A poesia é o território da possível invulgaridade, embora a invulgaridade seja invulgar na poesia. Paulo da Costa Domingos destaca-se com o seu "Averbamento", publicado pela & etc em Maio deste ano.
É um livro que ele próprio compôs, amorosamente, porque é preciso amar os livros, e ele ama-os, para que o próprio escritor dê forma gráfica às suas palavras. Fê-lo através do que poderia ser um velho caderno encadernado, pautado, em papel azul em que até um certo momento da poética, carrila, em paralelo, um ensaio que é poesia filosófica sobre a condição humana. Aquém de um manifesto, pois falta-lhe a proclamação, o poeta encontra-se, como nós os encontramos, sem o saber porém dizer assim, com «uns tipos simpáticos que se põem assim como que de lado, hieroglificamente a assistir aos espectáculo do espectáculo dos sacrifícios, e bolsam com a bolsa cheia de conjecturas e transversalidades para a benemerência do raquítico pensamento nacional». E o filósofo constata quanto «ressonamos, assim, no sono de uma outra antiga razão. À janela da falta de reconhecimento miramos a parada da aniquilação do livre arbítrio e do eu na clausura concentracionária, numa sobreposse alienante afogada em mentiras».
É um formidável livro, denso enquanto pequeno, sobre «o váculo do zapping de carácter».

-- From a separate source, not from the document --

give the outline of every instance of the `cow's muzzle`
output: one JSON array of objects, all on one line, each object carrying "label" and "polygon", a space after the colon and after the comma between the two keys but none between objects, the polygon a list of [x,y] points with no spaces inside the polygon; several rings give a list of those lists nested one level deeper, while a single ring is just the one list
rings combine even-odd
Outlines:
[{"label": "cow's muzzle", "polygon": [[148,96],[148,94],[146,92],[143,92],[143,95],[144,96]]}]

Encontrei-o hoje, a ele autor na Rua da Anchieta. Tímido encontrou-me de uma sacola, escondido o seu próprio livro, como se houvesse pudor em vendê-lo. Trouxe-o para escrever sobre ele. Li-o demoradamente para isso. Terei de o ler de novo. Uma vez mais e tantas outras. Cada frase, por vezes cada palavra um mundo: «o jornalixo» por exemplo, o de «as mortes ali penduradas todo o dia, presas ao quiosque por molas de orelha com espantos escarrados no rodapé».